MELBOURNE - Climate change guru Al Gore has heaped praise on Australian Prime Minister Kevin Rudd, backing his decision to push ahead with emissions trading legislation before global talks in Copenhagen.

Mr Rudd wants to push emissions trading bills through federal parliament in August - four months before the crucial climate change summit in Copenhagen.

Mr Gore said it was important for both Australia and the United States to take the lead in tackling climate change.

"One of the barriers in the Kyoto process was that the United States and Australia did not provide the kind of leadership necessary," he told reporters in Melbourne yesterday.

"Now with new leadership in both the United States and Australia our two countries are providing leadership.

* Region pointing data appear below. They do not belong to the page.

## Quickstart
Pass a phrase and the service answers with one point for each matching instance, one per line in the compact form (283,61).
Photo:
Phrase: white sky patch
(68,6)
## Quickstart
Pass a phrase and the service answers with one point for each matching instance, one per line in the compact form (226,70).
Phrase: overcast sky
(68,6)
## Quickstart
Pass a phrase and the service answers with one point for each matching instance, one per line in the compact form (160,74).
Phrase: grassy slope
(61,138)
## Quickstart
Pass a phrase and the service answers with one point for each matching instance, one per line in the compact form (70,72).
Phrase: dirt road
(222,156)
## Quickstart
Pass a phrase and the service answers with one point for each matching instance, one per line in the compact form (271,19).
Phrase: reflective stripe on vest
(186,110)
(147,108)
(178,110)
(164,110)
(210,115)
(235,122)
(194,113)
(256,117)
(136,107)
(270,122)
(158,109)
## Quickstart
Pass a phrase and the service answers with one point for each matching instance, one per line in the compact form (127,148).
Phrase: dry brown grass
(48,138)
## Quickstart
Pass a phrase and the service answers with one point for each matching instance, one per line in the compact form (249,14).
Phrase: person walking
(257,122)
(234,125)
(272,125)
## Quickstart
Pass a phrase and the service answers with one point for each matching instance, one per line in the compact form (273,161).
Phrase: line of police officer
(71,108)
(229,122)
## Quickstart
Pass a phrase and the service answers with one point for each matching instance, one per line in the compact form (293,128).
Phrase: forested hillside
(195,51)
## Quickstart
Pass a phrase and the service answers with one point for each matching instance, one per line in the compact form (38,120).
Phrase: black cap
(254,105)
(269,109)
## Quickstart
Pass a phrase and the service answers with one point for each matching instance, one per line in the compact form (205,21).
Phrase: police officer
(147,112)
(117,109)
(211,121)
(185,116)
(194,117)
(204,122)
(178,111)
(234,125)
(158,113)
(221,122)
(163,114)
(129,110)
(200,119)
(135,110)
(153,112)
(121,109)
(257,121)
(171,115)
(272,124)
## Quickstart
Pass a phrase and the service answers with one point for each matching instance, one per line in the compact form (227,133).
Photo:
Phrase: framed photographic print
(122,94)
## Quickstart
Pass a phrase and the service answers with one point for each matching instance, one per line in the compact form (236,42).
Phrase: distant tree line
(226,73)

When that leadership is most needed is in the run up to Copenhagen, it can make a huge difference."

The former US vice-president and Nobel prize winner is in Melbourne to train 300 people from 19 countries including India and Indonesia on how to encourage leaders to address climate change.

Today he is scheduled to deliver the keynote address at the launch of new think-tank Safe Climate Australia.

Mr Gore said although it would be difficult for world leaders to reach agreement in December on a post-Kyoto climate pact he remained optimistic.

He said the Group of Eight nations' agreement on Wednesday that developed nations should cut emissions by 80 per cent by 2050 was a step in the right direction.

"Here in Australia the percentage of the Australian people who support action is just extraordinary," Mr Gore said.

"As that same dynamic plays out in countries around the world, even those who might look at the challenge ahead and say `boy this is going to be tough', I think that we're going to do it."

Mr Rudd has warned it will be a hard slog towards reaching an agreement in Copenhagen.

The federal government has been criticised by some green groups that its target to slash emissions is weak.

It has committed to a 60 per cent reduction target by 2050, with interim 2020 targets of between 5 and 25 per cent.

Asked whether the Rudd government's reduction targets went far enough, Mr Gore said people asked him the same question about legislation in the United States.

"It's not what I would have written, I would have written it as a stronger bill, but I'm realistic about what can be accomplished within the political system as it is," he said.

"I am sincerely convinced that the right way forward is to get to the maximum that the political system will allow us to accomplish and begin the change, and then, as we gain experience with it, toughen it, strengthen it, make it better based on experience as business and industry learn how to adjust."

Mr Gore said he had tremendous confidence in Mr Rudd's leadership on climate change.

He also gave the prime minister a big tick on his handling of the global recession.

"It's extraordinary the way your prime minister and your government has responded to the economic crisis in ways that have made it far, far less severe here than in practically any other country in the world," he said.